Óscar Édgar López
El poder persuasivo de un gato que cae al mar y se parte en rodajas, la gracia simple de un perro que cierra tratos con el ratón y el ratón que invariablemente encenderá su habano al ganar el premio de vivir. También el coyote, ingenioso homicida que muere en un momento y otro del episodio; y el repartidor de pizza que sueña nuestra vida, congelado en un armario mientras el perro al que alimentaba muere de hambre afuera de la pizzería.
Pasó mucho tiempo para que las series animadas de la televisión dejaran de resultarme divertidas y merecedoras de dos a cuatro horas de completa absorción mental vía unos ojos de autómata y unas nalgas más chatas que el destino. La última serie que disfruté con cada una de las letras de esta palabra fue Futurama del mismo Matt Groening, que nos dio excelentes cátedras de sociología de sofá en los años noventa y primeros del siglo XXI.

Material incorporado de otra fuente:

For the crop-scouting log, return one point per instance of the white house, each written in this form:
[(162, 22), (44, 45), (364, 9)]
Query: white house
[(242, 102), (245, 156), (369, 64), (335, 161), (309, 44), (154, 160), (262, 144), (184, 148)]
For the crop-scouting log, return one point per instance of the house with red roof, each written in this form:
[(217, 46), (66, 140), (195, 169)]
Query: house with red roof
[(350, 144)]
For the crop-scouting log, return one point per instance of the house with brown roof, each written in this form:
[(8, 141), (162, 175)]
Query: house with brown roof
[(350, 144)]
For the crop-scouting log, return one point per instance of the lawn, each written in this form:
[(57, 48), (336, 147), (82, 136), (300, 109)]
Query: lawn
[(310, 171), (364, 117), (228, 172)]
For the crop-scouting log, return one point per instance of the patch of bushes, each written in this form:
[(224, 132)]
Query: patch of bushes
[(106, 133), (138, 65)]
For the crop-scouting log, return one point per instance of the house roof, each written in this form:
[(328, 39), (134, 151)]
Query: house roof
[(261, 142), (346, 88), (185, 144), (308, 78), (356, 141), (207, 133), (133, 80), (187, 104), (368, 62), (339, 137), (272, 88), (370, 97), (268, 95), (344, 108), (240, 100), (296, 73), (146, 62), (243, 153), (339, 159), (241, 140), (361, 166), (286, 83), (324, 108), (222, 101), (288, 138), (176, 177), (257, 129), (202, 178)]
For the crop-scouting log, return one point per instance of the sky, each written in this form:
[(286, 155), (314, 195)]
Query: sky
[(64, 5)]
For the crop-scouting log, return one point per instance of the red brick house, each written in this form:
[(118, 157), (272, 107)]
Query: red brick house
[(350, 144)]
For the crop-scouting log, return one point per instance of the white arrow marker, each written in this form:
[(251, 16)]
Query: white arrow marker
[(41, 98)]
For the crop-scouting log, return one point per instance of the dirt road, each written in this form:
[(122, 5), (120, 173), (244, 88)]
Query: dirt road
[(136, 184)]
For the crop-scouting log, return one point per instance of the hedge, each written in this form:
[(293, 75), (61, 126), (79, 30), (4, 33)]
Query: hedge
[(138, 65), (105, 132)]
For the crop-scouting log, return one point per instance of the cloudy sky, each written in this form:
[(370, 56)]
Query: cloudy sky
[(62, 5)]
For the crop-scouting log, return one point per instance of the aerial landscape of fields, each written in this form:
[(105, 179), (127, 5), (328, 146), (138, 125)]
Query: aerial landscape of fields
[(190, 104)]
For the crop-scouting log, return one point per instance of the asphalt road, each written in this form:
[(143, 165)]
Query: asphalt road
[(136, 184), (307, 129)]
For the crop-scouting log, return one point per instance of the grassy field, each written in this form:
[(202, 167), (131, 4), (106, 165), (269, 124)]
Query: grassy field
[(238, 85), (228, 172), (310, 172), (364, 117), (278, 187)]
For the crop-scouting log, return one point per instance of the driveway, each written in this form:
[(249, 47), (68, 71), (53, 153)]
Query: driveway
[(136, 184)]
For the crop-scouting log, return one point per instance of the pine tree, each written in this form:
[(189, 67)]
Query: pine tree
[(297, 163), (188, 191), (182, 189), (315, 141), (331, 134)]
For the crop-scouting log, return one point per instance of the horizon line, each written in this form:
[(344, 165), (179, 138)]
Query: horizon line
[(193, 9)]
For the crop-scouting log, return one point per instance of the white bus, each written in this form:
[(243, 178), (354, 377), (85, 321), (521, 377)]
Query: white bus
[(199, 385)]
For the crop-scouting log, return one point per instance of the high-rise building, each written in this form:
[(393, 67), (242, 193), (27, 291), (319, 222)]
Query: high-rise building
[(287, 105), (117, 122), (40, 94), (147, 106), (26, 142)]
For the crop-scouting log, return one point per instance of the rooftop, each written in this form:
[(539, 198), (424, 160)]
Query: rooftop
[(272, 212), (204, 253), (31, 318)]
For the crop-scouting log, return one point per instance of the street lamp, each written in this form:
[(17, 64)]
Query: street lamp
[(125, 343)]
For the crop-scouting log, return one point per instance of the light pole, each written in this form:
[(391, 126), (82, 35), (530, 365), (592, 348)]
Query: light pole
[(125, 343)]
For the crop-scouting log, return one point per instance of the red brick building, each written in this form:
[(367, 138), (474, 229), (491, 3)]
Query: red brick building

De niño veía La pantera rosa, todo el catálogo de Hanna- Barbera y Animaniacs, no pensaba en política ni me interesaba si me estaban enajenando, disfrutaba como cualquier infante las largas horas de soledad en la que mis padres me sumergían por necesidad y no por gusto, aunque los sábados rentábamos videocasetes con películas de cabronazos. Los dibujos animados eran un consuelo, nos daban miras a posibilidades infinitas, podíamos volar, estirarnos, hincharnos y surcar el aire, alzar las piernas hasta formar un arco por donde pasaba un tren bala; ilusiones hermosas que se derretían a los pocos minutos, la fea cara de algún político decretaba el fin del gozo y el inicio del programa: “Partidos políticos”, entonces dábamos vuelta a la perilla del viejo televisor y nos íbamos a la cama, eso sí, dando zancadas como el buen Tom o a toda marcha como Jerry el ratón.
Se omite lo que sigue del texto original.